Die amerikanische Professorin Daniel Serwer hat sich über die anhaltende Blockade in der Kosovo-Montage kommentiert, wo die Bemühungen zur Einrichtung von Institutionen nun 21 Mal unterbrochen wurden. Er betonte für die Blic-Zeitschrift, dass solche Störungen in parlamentarischen Systemen üblich sind, aber was in Kosovo geschieht, ist extrem lang und schädlich. “Cuts [...]
Er betonte für die Blic-Zeitschrift, dass solche Störungen in parlamentarischen Systemen üblich sind, aber was in Kosovo geschieht, ist extrem lang und schädlich.
Die langen Schnitte für die Bildung von Regierungen in parlamentarischen Systemen sind häufig. Demokratie, manchmal, ist ein eigener Feind.

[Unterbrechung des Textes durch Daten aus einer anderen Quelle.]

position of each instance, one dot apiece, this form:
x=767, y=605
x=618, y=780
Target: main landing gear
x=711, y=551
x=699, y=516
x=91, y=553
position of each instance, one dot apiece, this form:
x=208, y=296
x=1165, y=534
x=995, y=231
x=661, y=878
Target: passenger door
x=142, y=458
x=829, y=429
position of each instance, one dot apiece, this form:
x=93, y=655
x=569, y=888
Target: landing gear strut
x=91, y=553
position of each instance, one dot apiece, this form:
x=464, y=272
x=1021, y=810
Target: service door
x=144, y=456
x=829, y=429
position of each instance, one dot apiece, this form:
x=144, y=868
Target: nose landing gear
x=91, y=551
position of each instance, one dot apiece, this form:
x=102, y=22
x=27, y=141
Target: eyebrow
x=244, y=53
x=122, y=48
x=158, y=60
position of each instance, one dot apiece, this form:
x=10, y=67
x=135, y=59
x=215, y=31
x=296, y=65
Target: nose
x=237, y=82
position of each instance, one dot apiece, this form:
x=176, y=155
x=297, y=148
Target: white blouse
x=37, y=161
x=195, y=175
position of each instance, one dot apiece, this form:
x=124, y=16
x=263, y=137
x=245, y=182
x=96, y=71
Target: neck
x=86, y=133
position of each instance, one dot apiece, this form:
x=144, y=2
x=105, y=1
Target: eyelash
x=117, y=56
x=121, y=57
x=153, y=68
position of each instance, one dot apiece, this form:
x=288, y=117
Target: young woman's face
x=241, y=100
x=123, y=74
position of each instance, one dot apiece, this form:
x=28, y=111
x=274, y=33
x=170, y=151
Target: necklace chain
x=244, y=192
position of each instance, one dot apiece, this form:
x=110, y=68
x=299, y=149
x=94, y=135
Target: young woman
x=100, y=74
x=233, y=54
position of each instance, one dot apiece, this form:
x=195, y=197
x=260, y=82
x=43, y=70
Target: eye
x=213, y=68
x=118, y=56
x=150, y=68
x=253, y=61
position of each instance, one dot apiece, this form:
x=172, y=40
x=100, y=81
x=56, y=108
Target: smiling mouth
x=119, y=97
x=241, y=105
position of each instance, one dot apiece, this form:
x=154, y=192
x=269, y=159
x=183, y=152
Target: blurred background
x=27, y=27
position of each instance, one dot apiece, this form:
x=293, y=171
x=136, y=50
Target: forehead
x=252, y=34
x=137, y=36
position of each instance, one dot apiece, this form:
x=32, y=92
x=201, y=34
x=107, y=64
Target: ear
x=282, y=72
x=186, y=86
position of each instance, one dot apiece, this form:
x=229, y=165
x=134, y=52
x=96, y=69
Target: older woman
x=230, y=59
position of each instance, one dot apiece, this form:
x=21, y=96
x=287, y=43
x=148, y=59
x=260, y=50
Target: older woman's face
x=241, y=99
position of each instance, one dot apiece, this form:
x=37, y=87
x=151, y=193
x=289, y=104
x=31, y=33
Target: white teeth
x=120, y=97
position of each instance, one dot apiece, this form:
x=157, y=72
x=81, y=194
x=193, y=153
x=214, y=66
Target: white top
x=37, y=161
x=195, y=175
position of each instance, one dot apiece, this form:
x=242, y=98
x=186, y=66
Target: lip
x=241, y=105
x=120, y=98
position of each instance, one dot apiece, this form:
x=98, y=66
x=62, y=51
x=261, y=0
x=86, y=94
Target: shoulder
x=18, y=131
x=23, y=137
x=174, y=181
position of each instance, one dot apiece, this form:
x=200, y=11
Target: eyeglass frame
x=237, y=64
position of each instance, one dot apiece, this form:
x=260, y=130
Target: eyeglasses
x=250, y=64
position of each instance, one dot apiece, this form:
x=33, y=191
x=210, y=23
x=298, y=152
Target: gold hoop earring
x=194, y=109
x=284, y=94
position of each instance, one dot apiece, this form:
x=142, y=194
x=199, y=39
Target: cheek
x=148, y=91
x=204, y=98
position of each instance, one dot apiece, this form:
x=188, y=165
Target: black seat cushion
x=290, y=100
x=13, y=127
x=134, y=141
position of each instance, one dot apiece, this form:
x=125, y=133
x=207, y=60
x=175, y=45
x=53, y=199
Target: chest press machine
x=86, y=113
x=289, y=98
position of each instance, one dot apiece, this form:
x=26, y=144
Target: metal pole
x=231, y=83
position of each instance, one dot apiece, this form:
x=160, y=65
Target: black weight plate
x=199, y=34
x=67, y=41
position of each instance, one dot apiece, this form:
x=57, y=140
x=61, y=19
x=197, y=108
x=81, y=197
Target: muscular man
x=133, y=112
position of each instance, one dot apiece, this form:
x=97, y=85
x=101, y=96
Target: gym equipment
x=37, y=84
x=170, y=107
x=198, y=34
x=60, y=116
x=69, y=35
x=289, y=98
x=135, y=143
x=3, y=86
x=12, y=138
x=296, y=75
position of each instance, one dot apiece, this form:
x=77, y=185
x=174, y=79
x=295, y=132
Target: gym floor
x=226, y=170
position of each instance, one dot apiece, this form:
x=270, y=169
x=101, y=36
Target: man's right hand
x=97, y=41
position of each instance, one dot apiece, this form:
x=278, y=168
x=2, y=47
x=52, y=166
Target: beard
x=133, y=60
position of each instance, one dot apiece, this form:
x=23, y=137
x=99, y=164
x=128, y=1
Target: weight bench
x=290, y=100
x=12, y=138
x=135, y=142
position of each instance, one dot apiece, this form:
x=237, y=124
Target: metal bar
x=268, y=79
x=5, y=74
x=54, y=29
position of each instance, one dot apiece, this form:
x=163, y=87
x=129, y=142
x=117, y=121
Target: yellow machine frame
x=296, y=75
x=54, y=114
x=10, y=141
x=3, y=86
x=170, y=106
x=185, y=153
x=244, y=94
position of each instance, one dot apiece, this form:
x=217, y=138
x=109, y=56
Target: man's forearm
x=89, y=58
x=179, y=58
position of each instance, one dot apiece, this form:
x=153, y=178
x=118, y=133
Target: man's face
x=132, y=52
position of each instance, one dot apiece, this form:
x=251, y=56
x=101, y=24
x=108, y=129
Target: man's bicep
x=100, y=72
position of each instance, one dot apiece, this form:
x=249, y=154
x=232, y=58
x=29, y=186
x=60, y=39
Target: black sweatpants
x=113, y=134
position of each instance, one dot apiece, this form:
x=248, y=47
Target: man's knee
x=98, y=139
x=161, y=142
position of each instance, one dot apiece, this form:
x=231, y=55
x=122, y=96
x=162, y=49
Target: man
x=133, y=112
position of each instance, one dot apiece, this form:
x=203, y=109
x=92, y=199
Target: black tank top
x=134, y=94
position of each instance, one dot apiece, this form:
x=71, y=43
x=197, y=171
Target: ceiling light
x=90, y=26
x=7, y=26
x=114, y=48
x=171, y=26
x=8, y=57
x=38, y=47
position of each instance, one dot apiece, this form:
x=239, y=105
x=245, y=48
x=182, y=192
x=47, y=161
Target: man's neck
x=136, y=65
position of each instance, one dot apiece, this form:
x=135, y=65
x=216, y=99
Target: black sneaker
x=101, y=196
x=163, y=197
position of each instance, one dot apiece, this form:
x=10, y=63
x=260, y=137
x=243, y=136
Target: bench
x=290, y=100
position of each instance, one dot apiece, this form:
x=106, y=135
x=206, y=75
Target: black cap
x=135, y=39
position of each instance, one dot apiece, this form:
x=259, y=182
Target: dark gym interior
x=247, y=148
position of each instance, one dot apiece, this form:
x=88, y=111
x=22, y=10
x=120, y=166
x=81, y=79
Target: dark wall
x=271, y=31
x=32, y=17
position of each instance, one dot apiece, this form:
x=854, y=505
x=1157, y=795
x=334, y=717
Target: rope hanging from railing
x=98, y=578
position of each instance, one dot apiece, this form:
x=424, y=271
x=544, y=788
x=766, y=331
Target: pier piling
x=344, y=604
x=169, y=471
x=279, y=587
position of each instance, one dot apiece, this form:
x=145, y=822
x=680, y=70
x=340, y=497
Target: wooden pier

Aber die Unterbrechung im Kosovo dauert länger als sie sollte”, sagte Cerer.
Er betonte, dass die Meinungsverschiedenheiten und die Unfähigkeit politischer Führer, eine gemeinsame Vereinbarung zu erreichen, das Bild und die Zukunft des Kosovo schaden.
Serwer appellierte an einen der Führer des Kosovo, die Bereitschaft zum Kompromissen zu zeigen, die Initiative für eine Lösung zu ergreifen und Wahlrechte für den Umzug zu gewinnen.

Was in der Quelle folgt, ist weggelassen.